Finding parametric equations of the tangent line to a curve of intersection

Question

The question asks to find the parametric equations of the tangent line to the curve of intersection of the surface $z=2\sqrt{9-\frac{x^2}{2}-y^2}$ and the plane $x=2$ at the point $(2,\sqrt{3},4)$

I've seen solutions to questions similar to this one but they use the gradient notation (the triangle) which I am unfamiliar with. How do you do this question? I was thinking of starting with the partial derivatives w.r.t $x$ and $y$ but I'm not sure where to go from there.

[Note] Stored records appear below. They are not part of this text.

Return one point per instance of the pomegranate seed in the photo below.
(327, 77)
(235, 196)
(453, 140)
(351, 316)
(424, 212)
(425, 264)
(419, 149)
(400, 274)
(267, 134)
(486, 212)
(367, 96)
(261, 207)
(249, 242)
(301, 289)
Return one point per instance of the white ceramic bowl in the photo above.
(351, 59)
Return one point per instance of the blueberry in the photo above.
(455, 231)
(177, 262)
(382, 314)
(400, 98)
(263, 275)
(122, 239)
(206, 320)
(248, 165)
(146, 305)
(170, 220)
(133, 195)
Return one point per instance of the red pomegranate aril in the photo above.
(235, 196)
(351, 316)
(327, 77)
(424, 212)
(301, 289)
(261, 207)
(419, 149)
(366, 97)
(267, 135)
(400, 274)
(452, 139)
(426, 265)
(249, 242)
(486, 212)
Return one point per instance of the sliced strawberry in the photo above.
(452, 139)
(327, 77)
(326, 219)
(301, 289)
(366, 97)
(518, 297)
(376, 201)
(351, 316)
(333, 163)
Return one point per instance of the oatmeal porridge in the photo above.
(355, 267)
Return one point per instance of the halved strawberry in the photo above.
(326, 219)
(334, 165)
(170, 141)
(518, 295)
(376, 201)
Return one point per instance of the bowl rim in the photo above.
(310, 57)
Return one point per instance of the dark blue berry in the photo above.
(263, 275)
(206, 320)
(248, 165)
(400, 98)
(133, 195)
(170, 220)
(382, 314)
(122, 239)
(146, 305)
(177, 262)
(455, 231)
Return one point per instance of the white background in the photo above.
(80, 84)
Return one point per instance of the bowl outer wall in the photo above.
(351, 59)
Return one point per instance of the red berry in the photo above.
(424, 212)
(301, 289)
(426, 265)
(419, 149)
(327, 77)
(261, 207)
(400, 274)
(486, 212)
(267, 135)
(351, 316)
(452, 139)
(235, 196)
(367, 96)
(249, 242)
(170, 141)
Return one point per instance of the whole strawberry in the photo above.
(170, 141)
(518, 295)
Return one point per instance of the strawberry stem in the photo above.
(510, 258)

Then I thought of ignoring the partial derivative of $x$ since the intersection involves $x=2$ so $x$ is unchanging, so there's that.

Thanks!

Answer 1

The parametric equation of the curve is $$ \vec v=(x,y,z)=(2,t,2\sqrt{7-t^2}) $$ so, deriving with respect to $t$, we find

$$ \frac {d\vec v}{dt}=\left(0,1,\frac{-2t}{\sqrt{7-t^2}}\right) $$ and the tangent vector at the point $(2,\sqrt{3},4)$ is $\vec u=(0,1,-\sqrt{3})$.

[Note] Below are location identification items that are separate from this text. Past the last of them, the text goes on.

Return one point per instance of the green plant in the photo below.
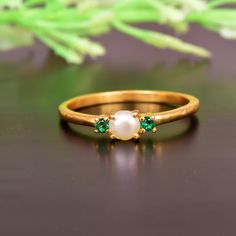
(66, 26)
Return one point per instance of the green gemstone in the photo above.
(148, 124)
(102, 126)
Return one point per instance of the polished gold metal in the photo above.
(185, 105)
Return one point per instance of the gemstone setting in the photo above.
(102, 125)
(147, 123)
(124, 125)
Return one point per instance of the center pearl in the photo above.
(124, 126)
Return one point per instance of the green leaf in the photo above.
(12, 37)
(160, 40)
(10, 3)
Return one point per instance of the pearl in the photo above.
(124, 126)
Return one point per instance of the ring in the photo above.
(124, 124)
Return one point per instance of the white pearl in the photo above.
(124, 126)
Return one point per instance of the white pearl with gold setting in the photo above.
(124, 126)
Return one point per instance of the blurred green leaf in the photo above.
(12, 37)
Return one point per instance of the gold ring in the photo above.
(124, 124)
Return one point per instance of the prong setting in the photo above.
(125, 125)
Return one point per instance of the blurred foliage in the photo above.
(66, 26)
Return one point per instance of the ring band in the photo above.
(125, 125)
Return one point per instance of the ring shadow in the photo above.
(146, 147)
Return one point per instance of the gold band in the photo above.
(185, 105)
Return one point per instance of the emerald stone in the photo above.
(148, 124)
(102, 126)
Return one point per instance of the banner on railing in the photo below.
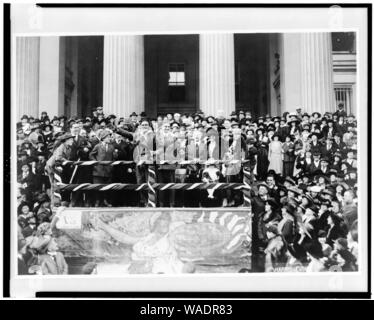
(159, 240)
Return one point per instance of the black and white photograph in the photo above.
(179, 152)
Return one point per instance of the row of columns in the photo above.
(306, 70)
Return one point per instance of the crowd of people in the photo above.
(303, 177)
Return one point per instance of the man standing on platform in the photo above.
(102, 174)
(60, 154)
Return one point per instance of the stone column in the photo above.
(317, 72)
(52, 75)
(217, 74)
(123, 90)
(27, 76)
(290, 72)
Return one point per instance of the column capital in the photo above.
(217, 74)
(123, 90)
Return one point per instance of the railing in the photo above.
(151, 185)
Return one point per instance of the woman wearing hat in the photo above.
(275, 155)
(294, 127)
(336, 229)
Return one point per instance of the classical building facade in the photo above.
(217, 73)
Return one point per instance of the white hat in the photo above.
(315, 189)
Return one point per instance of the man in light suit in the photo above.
(53, 262)
(102, 174)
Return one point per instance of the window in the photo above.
(237, 82)
(343, 42)
(343, 94)
(177, 82)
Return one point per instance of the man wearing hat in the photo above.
(340, 111)
(258, 203)
(316, 164)
(26, 181)
(325, 165)
(102, 174)
(100, 111)
(283, 130)
(61, 153)
(351, 153)
(328, 149)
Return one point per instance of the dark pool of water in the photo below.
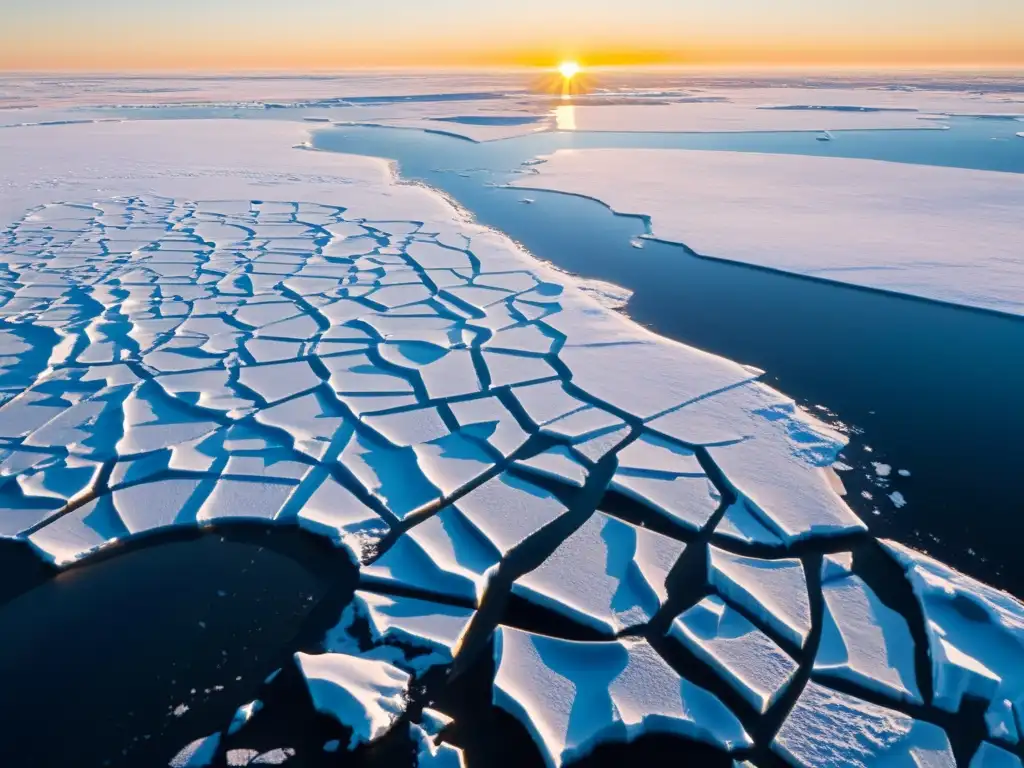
(935, 389)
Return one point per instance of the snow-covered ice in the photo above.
(572, 696)
(364, 694)
(774, 591)
(743, 655)
(608, 574)
(943, 233)
(865, 642)
(828, 729)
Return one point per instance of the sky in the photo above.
(303, 35)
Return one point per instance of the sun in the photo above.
(568, 70)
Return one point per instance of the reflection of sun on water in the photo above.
(568, 70)
(565, 118)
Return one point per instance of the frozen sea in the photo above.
(306, 465)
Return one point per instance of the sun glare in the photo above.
(568, 70)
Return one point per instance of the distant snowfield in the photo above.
(942, 233)
(437, 101)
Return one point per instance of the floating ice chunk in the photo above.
(453, 462)
(652, 454)
(557, 463)
(572, 696)
(741, 654)
(244, 500)
(357, 374)
(511, 370)
(456, 552)
(608, 574)
(507, 511)
(243, 715)
(79, 534)
(546, 402)
(431, 753)
(335, 512)
(975, 633)
(583, 424)
(597, 448)
(391, 474)
(990, 756)
(274, 757)
(774, 455)
(742, 525)
(443, 555)
(363, 694)
(774, 591)
(686, 500)
(488, 419)
(240, 758)
(865, 642)
(275, 381)
(451, 376)
(198, 754)
(827, 729)
(409, 427)
(644, 379)
(419, 624)
(837, 565)
(154, 506)
(1000, 720)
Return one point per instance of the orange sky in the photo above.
(112, 35)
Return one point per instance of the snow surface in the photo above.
(774, 591)
(237, 332)
(942, 233)
(743, 655)
(572, 696)
(364, 694)
(608, 574)
(975, 640)
(865, 642)
(828, 729)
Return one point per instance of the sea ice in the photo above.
(774, 591)
(740, 653)
(363, 694)
(828, 729)
(865, 642)
(608, 574)
(975, 634)
(572, 696)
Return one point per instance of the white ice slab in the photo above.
(975, 634)
(741, 654)
(572, 696)
(943, 233)
(363, 694)
(774, 591)
(865, 642)
(609, 576)
(827, 729)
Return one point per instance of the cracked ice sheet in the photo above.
(942, 233)
(364, 694)
(975, 640)
(608, 574)
(827, 729)
(572, 696)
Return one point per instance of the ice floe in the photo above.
(743, 655)
(364, 694)
(609, 574)
(828, 729)
(572, 696)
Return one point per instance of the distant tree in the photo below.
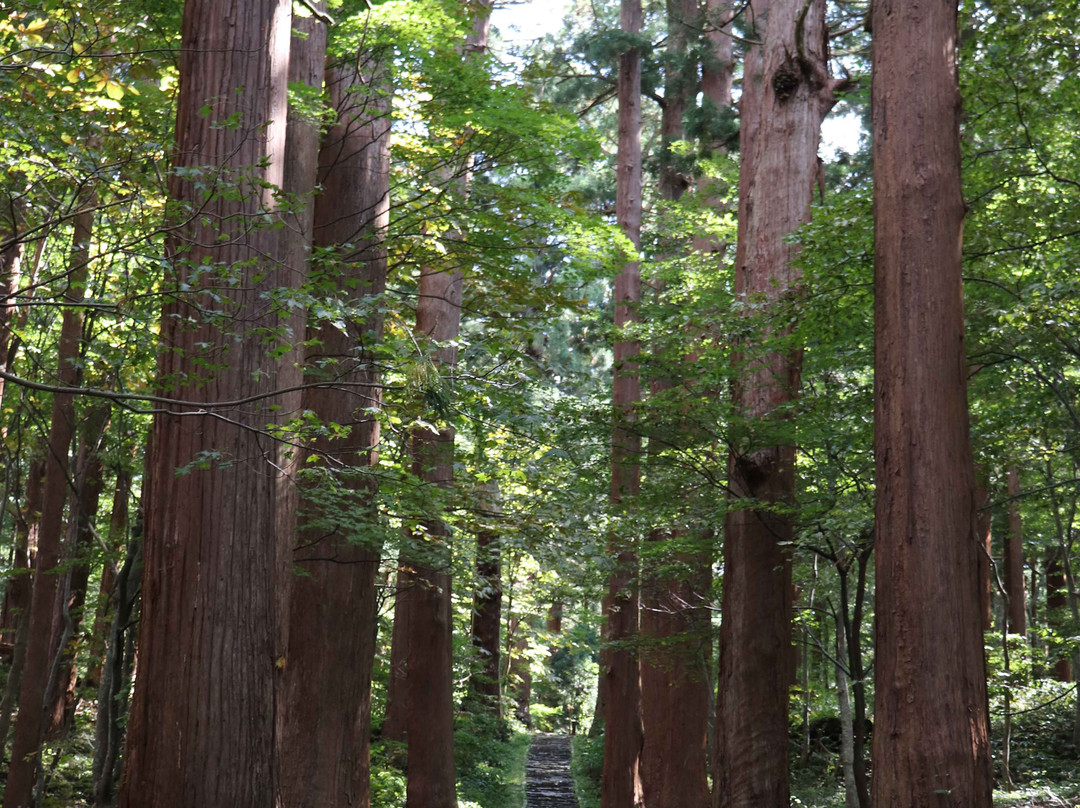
(930, 736)
(619, 659)
(786, 94)
(216, 575)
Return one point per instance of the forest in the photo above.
(396, 411)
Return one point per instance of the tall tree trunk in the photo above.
(785, 96)
(930, 734)
(1016, 610)
(621, 783)
(115, 543)
(520, 671)
(984, 544)
(68, 616)
(333, 622)
(1056, 605)
(29, 725)
(429, 621)
(675, 647)
(12, 246)
(395, 723)
(215, 584)
(484, 684)
(847, 721)
(116, 672)
(17, 595)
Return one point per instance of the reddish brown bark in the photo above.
(675, 647)
(1015, 609)
(484, 684)
(785, 97)
(1057, 602)
(216, 574)
(115, 543)
(326, 737)
(983, 541)
(930, 718)
(29, 725)
(621, 783)
(68, 617)
(395, 722)
(18, 592)
(427, 613)
(12, 247)
(520, 672)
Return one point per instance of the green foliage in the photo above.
(586, 766)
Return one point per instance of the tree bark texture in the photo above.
(333, 615)
(785, 96)
(30, 723)
(12, 247)
(930, 732)
(70, 606)
(117, 668)
(675, 643)
(1016, 610)
(215, 587)
(429, 681)
(18, 593)
(621, 783)
(484, 684)
(1056, 606)
(115, 544)
(984, 549)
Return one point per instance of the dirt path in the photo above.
(548, 782)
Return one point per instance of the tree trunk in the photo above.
(12, 246)
(29, 725)
(484, 684)
(213, 631)
(1016, 610)
(674, 629)
(785, 96)
(520, 672)
(116, 672)
(984, 550)
(621, 783)
(930, 707)
(115, 543)
(429, 681)
(847, 723)
(1056, 606)
(68, 617)
(394, 725)
(18, 592)
(333, 615)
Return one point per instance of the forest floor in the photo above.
(548, 782)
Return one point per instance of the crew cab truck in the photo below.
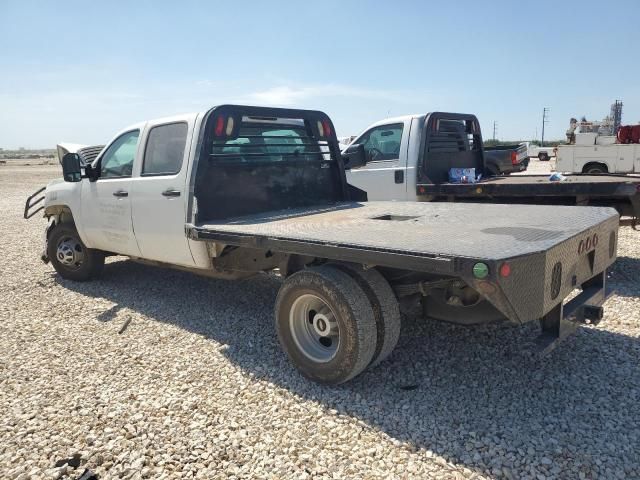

From this you can find the equation of the line with this direction and passing thorough the given point.

Answer 2

The gradient will give a vector normal to the surface (when you treat it as a level surface.) But you can get normal vectors in other ways. A vector normal to the plane $x=2$ is $\mathbf{i}$. A vector normal to the surface $z=f(x,y)$ is given by $-f_x\mathbf{i}-f_y\mathbf{j}+\mathbf{k}$ evaluated at your point.

A vector parallel to the tangent line is the cross product of these vectors.